Aquí llegaban de la discusión cuando entró un galancete, el juez municipal, muy rizado a hierro y muy soplado de cuello y puños, declarado aspirante de Flora; y Gascón aprovechó el momento para cambiar de conversación, porque ya sabía cuanto le importaba. Con esto pasaron del corredor a la sala de recibir, en cuya consola se ostentaba un soberbio reloj de mármol y bronce y dos candelabros del más puro estilo Imperio.

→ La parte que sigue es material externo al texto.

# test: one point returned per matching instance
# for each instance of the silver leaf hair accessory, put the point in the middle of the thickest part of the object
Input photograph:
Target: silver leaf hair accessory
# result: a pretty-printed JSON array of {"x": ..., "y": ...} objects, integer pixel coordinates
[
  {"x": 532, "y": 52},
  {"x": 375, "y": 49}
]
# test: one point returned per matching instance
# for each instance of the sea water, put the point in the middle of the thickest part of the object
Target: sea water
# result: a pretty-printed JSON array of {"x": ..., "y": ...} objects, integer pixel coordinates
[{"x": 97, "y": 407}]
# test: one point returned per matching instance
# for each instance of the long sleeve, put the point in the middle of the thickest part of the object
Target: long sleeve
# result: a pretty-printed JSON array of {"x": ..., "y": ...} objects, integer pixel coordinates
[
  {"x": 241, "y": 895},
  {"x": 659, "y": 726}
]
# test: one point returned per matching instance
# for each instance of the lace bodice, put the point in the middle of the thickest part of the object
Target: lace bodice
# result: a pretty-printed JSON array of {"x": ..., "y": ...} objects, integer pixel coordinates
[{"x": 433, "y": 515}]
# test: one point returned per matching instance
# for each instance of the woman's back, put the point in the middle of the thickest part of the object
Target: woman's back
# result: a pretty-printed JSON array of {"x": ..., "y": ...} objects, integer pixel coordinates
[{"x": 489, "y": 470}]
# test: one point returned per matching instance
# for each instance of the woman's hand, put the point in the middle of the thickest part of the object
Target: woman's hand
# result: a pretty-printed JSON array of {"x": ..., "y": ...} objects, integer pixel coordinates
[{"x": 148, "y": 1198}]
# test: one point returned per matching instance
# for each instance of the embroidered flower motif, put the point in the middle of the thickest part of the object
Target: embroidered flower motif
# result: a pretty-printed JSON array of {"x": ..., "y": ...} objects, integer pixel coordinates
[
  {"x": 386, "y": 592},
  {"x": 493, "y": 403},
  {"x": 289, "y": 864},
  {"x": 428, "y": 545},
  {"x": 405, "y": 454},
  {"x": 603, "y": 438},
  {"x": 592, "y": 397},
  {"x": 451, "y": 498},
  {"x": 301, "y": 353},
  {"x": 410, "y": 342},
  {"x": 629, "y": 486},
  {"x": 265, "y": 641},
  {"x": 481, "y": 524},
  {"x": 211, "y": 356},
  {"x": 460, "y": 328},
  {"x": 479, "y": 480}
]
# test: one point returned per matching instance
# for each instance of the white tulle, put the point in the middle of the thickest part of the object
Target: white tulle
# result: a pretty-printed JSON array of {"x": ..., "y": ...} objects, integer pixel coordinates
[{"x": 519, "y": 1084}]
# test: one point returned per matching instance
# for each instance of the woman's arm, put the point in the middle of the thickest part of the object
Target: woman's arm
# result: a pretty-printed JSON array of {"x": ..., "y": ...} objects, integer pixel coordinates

-Os reconozco -pensó el señorito de Landrey-, os reconozco, reliquias de mi casa, testimonio de la rapacidad de este buitre... Ahora quiere que lo principal siga a lo accesorio, y se propone que el castillo haga compañía al reloj...

Distrájole de estos pensamientos Flora, preguntándole si tocaba el piano, sólo para buscar cháchara y que rabiase de celos aparte el juez municipal; y Gastón, que era sujeto abonado, se prestó admirablemente al juego.